His wife lights up. “Really? Oh, we watch every race. The big slalom at home, the one with the night lights—so exciting.”
“Schladming,” I say automatically. “Yeah, that one’s intense.”
“Could we take a photo?” he asks, already fishing for his phone.
“Sure,” I say, because of course I do. I stand carefully, turn just enough, and hold my breath as he frames the shot. My thighs are burning for a whole new reason now, every muscle locked.
“Thank you, thank you,” he says. “Good luck with your next race.”
“Thanks.” I sit back down, pretending my heart isn’t still trying to punch out of my chest for reasons that have nothing to do with results.
They start chatting about which pistes are too steep, what the snow was like yesterday. I answer in short, polite bursts, the way I always do. Meanwhile, across from me, Zlata is half-hidden behind her buff and goggles, shoulders shaking the tiniest bit.
She looks like she’s going to choke on a laugh.
I’ve never resented a selfie more in my life. Here I am, doing the polite ghost routine while the woman who just had her hand under my suit five minutes ago sits three seats away, cheeks still pink, coat zipped up to her chin, pretending we’re strangers.
Under the bench, something taps my boot. Once. Deliberate.
I tap back.
It’s nothing. It’s everything.
The couple falls into that lift silence people get when the view takes over. The cabin hums back up to speed, trees moving below us like a conveyor belt. Every sway reminds me of where her body was a minute ago. Every pylon we pass is one fewer I get to spend in this suspended, ridiculous, almost.
By the time the top station comes into view, I already know this can’t be the pattern. Not for long.
When the doors finally open and everyone spills out into the bright, cold air, I wait until we’re just out of earshot of the older skiers. Then I catch her arm lightly, just above the glove.

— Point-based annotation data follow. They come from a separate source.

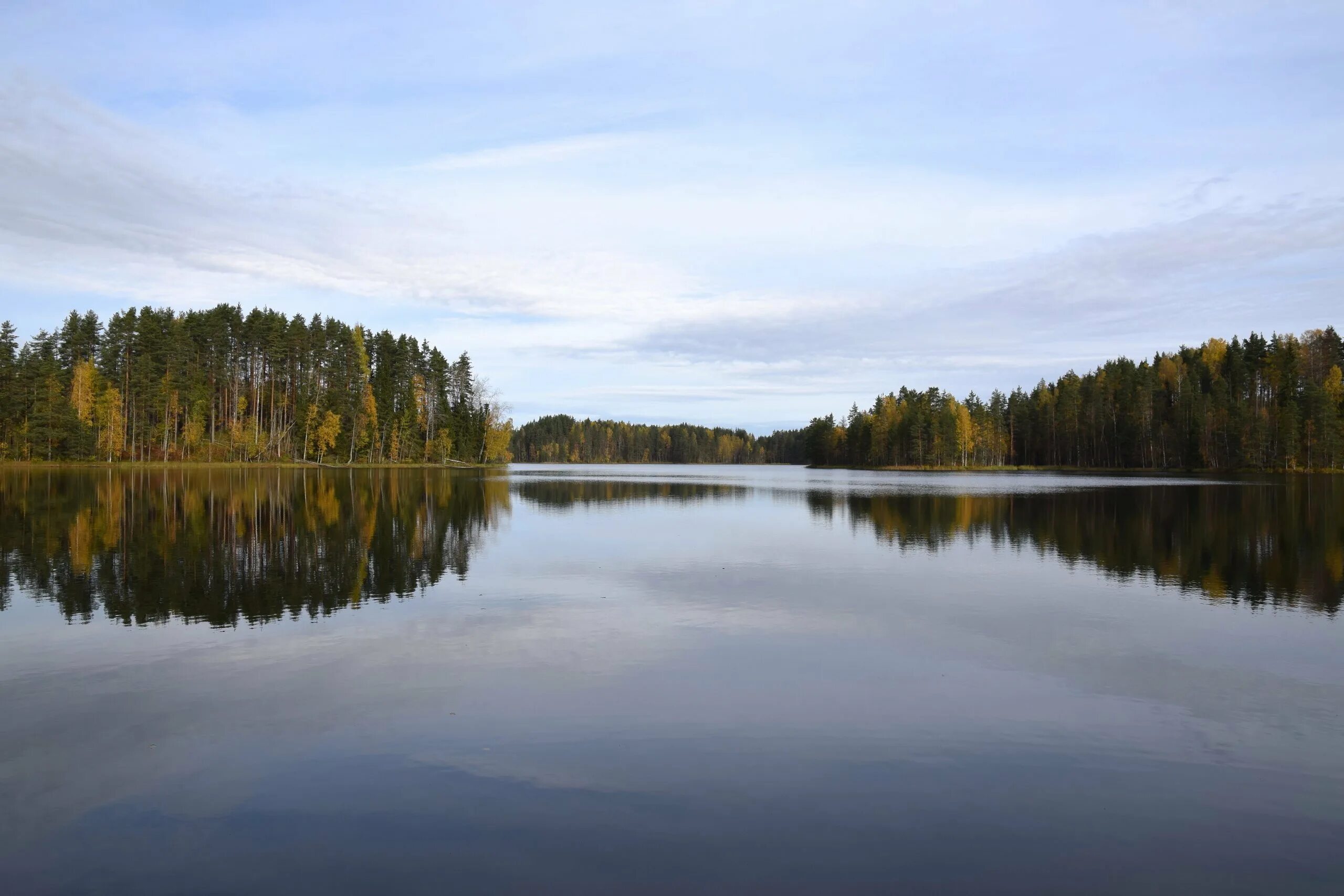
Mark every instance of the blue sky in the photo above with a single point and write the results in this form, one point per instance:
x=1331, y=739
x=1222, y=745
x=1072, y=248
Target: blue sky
x=728, y=213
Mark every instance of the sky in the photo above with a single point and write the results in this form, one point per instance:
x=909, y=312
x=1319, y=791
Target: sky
x=740, y=214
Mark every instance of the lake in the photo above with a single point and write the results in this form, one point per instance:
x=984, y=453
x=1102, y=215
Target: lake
x=670, y=679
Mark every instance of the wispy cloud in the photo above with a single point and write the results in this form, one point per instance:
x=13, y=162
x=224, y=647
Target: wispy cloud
x=749, y=212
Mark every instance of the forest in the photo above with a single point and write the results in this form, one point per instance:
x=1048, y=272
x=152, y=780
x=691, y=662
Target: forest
x=1253, y=404
x=563, y=440
x=156, y=385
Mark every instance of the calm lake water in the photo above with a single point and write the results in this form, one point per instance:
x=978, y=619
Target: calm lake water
x=654, y=679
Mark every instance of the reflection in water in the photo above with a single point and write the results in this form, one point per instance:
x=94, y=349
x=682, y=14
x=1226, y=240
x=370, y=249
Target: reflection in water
x=224, y=546
x=1278, y=543
x=563, y=495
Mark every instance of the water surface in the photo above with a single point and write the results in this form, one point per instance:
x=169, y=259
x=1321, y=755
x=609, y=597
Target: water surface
x=659, y=679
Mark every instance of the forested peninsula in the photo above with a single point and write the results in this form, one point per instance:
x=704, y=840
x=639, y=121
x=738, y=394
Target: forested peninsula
x=1253, y=404
x=221, y=386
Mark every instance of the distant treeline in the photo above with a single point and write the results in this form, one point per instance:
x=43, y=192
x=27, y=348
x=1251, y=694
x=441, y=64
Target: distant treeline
x=221, y=386
x=1263, y=404
x=563, y=440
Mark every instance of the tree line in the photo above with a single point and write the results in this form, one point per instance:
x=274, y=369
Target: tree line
x=1253, y=404
x=156, y=385
x=561, y=438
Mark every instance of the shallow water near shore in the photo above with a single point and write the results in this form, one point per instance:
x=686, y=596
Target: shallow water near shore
x=670, y=679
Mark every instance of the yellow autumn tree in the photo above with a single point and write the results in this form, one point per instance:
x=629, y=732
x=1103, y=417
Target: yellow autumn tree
x=327, y=434
x=112, y=425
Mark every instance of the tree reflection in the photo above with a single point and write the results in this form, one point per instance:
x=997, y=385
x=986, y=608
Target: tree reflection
x=224, y=546
x=1270, y=543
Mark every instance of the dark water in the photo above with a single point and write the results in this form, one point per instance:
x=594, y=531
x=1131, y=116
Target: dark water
x=670, y=680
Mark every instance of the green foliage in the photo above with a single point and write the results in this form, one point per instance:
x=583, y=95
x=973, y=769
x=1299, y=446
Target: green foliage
x=221, y=386
x=1251, y=404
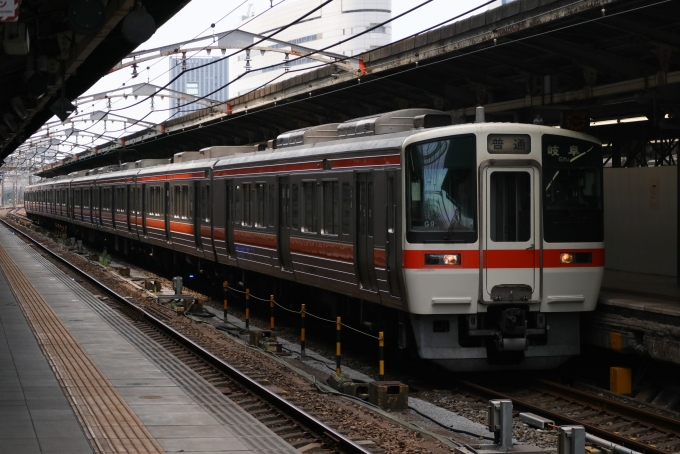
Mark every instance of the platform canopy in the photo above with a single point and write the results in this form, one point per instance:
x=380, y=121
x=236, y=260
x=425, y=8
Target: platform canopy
x=54, y=50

“We can’t keep doing this,” I say, low.
She freezes, turns, hurt flickering across her face before she’s had time to hide it. “Oh.”
“I don’t mean that,” I say quickly. “I mean… this.” I gesture vaguely back at the gondola. “Half-finished, rushing, hoping nobody gets in with us. I’m not built for almost with you.”
Her eyes search mine, some of the stiffness draining out of her shoulders.
“So, what are you built for?” she asks.
“Something that doesn’t swing on a cable,” I say. “Maybe starts with dinner. Maybe ends somewhere with a bed and a door that locks. But not… only this.”
The wind whips a strand of hair out from under her helmet; she tucks it back with a hand that isn’t quite steady. For once, she doesn’t have a comeback ready.
“Think about it,” I add. “I’ll be around.”
I clip into my skis and push off toward the training lane before I can say anything stupider. Behind me, I can feel her eyes on my back all the way to the first gate.